Secretary of Labor and Employment
- In office February 12, 1992 – June 30, 1995
- President: Corazon Aquino Fidel V. Ramos
- Preceded by: Ruben D. Torres
- Succeeded by: Jose S. Brillantes

Personal details
- Education: Miriam College (BA) Ateneo de Manila University (MBA) Harvard Kennedy School (MPPA)

= Nieves Confesor =

Maria Nieves R. Confesor, commonly known as Nieves Confesor, is the former Executive Director of the Asian Institute of Management (AIM) TeaM Energy Center for Bridging Leadership, a private educational institution based in the Philippines.

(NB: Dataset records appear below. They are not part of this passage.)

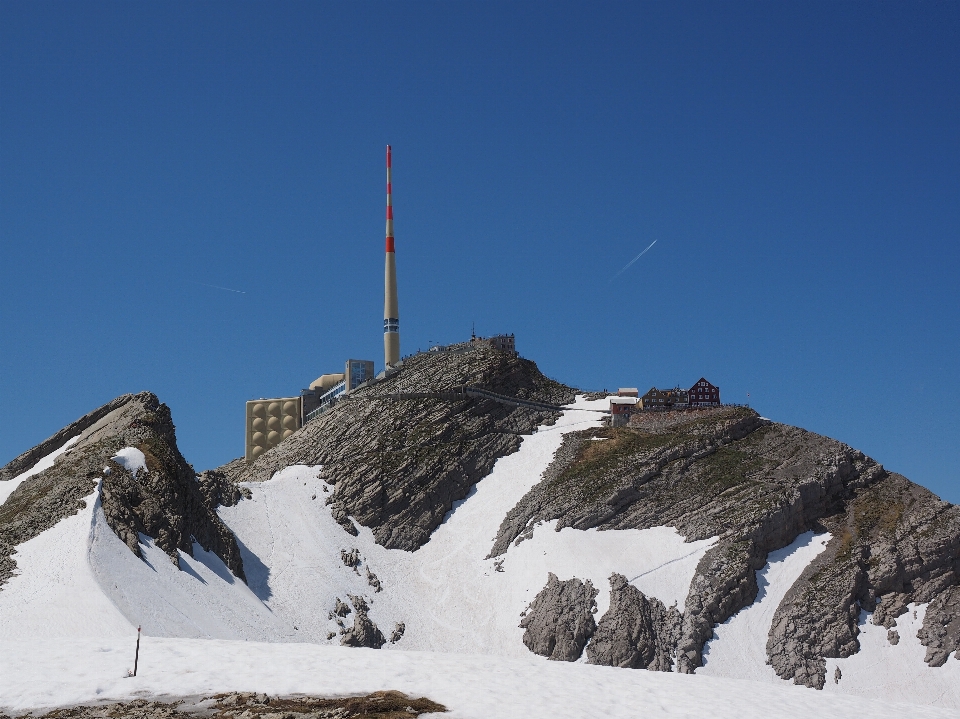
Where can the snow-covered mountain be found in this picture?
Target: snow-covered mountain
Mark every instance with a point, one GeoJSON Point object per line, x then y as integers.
{"type": "Point", "coordinates": [468, 541]}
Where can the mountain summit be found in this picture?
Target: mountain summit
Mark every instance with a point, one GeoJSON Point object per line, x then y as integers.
{"type": "Point", "coordinates": [417, 515]}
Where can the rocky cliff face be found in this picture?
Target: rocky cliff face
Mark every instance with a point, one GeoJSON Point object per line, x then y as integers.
{"type": "Point", "coordinates": [400, 464]}
{"type": "Point", "coordinates": [757, 485]}
{"type": "Point", "coordinates": [165, 502]}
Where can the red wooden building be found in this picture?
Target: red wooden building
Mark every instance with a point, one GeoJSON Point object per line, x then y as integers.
{"type": "Point", "coordinates": [704, 394]}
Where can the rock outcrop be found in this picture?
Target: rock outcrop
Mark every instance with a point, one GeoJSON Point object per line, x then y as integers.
{"type": "Point", "coordinates": [398, 465]}
{"type": "Point", "coordinates": [166, 502]}
{"type": "Point", "coordinates": [559, 621]}
{"type": "Point", "coordinates": [636, 632]}
{"type": "Point", "coordinates": [363, 633]}
{"type": "Point", "coordinates": [757, 485]}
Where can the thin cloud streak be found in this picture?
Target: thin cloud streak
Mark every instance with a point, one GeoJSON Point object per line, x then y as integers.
{"type": "Point", "coordinates": [218, 287]}
{"type": "Point", "coordinates": [632, 261]}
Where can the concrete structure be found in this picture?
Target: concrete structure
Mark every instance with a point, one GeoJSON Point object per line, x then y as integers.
{"type": "Point", "coordinates": [663, 398]}
{"type": "Point", "coordinates": [269, 422]}
{"type": "Point", "coordinates": [503, 343]}
{"type": "Point", "coordinates": [704, 394]}
{"type": "Point", "coordinates": [391, 311]}
{"type": "Point", "coordinates": [357, 372]}
{"type": "Point", "coordinates": [327, 389]}
{"type": "Point", "coordinates": [620, 410]}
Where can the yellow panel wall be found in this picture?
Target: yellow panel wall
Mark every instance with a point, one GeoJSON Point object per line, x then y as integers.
{"type": "Point", "coordinates": [269, 422]}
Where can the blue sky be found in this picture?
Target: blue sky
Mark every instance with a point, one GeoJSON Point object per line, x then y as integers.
{"type": "Point", "coordinates": [797, 163]}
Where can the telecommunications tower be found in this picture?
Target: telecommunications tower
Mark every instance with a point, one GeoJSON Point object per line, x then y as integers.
{"type": "Point", "coordinates": [391, 313]}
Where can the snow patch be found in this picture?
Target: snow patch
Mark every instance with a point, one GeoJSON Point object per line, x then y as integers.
{"type": "Point", "coordinates": [45, 462]}
{"type": "Point", "coordinates": [896, 672]}
{"type": "Point", "coordinates": [739, 646]}
{"type": "Point", "coordinates": [47, 673]}
{"type": "Point", "coordinates": [201, 599]}
{"type": "Point", "coordinates": [54, 593]}
{"type": "Point", "coordinates": [132, 459]}
{"type": "Point", "coordinates": [450, 597]}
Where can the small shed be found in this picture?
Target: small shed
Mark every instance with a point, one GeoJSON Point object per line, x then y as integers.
{"type": "Point", "coordinates": [620, 410]}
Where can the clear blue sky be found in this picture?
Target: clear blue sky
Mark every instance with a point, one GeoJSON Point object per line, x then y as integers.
{"type": "Point", "coordinates": [797, 163]}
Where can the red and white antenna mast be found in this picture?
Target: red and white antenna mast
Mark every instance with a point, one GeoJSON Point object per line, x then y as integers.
{"type": "Point", "coordinates": [391, 312]}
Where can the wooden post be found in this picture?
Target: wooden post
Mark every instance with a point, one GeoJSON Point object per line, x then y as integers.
{"type": "Point", "coordinates": [136, 656]}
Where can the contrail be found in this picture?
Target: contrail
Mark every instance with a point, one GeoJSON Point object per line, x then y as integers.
{"type": "Point", "coordinates": [218, 287]}
{"type": "Point", "coordinates": [632, 261]}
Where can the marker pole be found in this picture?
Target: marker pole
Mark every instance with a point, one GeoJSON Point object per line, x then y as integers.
{"type": "Point", "coordinates": [136, 657]}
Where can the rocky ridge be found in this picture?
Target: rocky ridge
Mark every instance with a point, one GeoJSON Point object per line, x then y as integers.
{"type": "Point", "coordinates": [166, 502]}
{"type": "Point", "coordinates": [757, 485]}
{"type": "Point", "coordinates": [398, 465]}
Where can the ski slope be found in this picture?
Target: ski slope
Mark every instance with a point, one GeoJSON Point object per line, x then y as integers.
{"type": "Point", "coordinates": [48, 673]}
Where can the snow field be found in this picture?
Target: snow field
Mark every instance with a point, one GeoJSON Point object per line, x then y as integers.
{"type": "Point", "coordinates": [54, 593]}
{"type": "Point", "coordinates": [449, 596]}
{"type": "Point", "coordinates": [6, 488]}
{"type": "Point", "coordinates": [896, 672]}
{"type": "Point", "coordinates": [739, 646]}
{"type": "Point", "coordinates": [201, 599]}
{"type": "Point", "coordinates": [47, 673]}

She was the first woman to assume the position of Dean at AIM since the Institute's foundation in 1968.

==Education==
Confesor earned a Bachelor of Arts in Literary Studies, magna cum laude and class valedictorian from Maryknoll College (now Miriam College) in 1971. She obtained a Master of Business Administration from the Ateneo Graduate School of Business of the Ateneo de Manila University in 1978.

She earned a Master of Public Policy and Administration degree from the John F. Kennedy School of Government of Harvard University, as an Edward S. Mason Fellow, in 1990. She also took special courses in Labor and Employment and in Asian Studies at the University of the Philippines; and in International Economics, Negotiations, Women in Politics at Harvard University.

==Academe==
Confesor was a professor of Business Administration and International Studies at Miriam College (formerly Maryknoll), and professor of Public Policy and Administration at the Development Academy of the Philippines.

She was granted fellowships by the ILO for Research Policy and Program Planning; Working Conditions and Enforcement of Labor Standards; Work Organization, Job Satisfaction and Industrial Democracy.

==Government service==
Confesor was the first Filipino and Asian woman to serve as Chairperson of the International Labour Organization (ILO) Governing Body from 1994 to 1995.

She served as chairperson of a panel of seven experts to the Joint Congressional Commission to amend the 1974 Labor Code as well as one of six ILO Declaration experts-advisers to the ILO Governing Body.

In late 2001, she served as vice-chairperson of the ILO Assessment Team sent to Myanmar in relation to the country’s violations of the Convention on the Abolition of Forced Labour. She continues to participate in the UN network of Conflict: Early Warning and Preventive Measures (EWPM) project activities; and ASEAN labor and employment activities.

She is also a member of the Operating Council of the Global Alliance for Workers based in Washington D.C., USA, and provides advice on the programs being put in place in Thailand, Indonesia, Vietnam, and China for workers especially in factories supplying global companies.

She served as presidential adviser on Human Resource Development and International Labor Affairs to former Philippine President Fidel V. Ramos, with the personal rank of Ambassador Extraordinary and Plenipotentiary.

She was, until her retirement in 1995, the Philippine Secretary for Labor and Employment. In this capacity, she concurrently served as: Chairperson of tripartite bodies/agencies such as the National Wages and Productivity Commission, the Overseas Workers Welfare Administration, the Philippine Overseas Employment Administration, the Technical Education and Skills Development Authority; Board director/member of the Philippine Agrarian Reform Commission, the Social Security System and the Land Bank of the Philippines.

==Consultancy==
Confesor has served on the boards of the Philippine National Bank, the Philippine National Oil Company and the Philippine National Coal Corporation.

She was consultant for labor and employment to the newly formed Autonomous Region of Muslim Mindanao and on the rehabilitation program for the once war-ravaged areas.

She has served as officer and member of various national and international organizations involved in women and development work, training and education.

==Work at AIM==
Confesor is a core faculty member of the Center for Development Management (CDM) and teaches in the Master in Management (MM) Program of the Washington SyCip Graduate School of Business (WSGSB) and in the Executive Education and Lifelong Learning Center (EXCELL).

Confesor was a former director of the Human Resource Productivity Desk of the AIM Policy Center. Her academic and professional competencies include: public policy development and analysis, public administration, women in development, employment planning and service administration, labor-management relations, skills development planning and administration, working conditions and productivity, workers' welfare programs, human resources development, general management, and conflict resolution and negotiations.

==Professional awards==
In 1992, Confesor was named one of the Ten Outstanding Women in the Nation’s Service (TOWNS) and received the Outstanding Service Award by the Philippine Civil Service Commission.

==Criticism==
Confesor was hugely criticized as a Philippine Labor Secretary in 1995 when two overseas Filipino workers in Singapore died without clarity and legal justice—Flor Contemplacion was convicted by death sentence for allegedly killing Delia Maga, another Filipino.

Confesor failed to address the situation. She resigned and was immediately replaced in her cabinet post.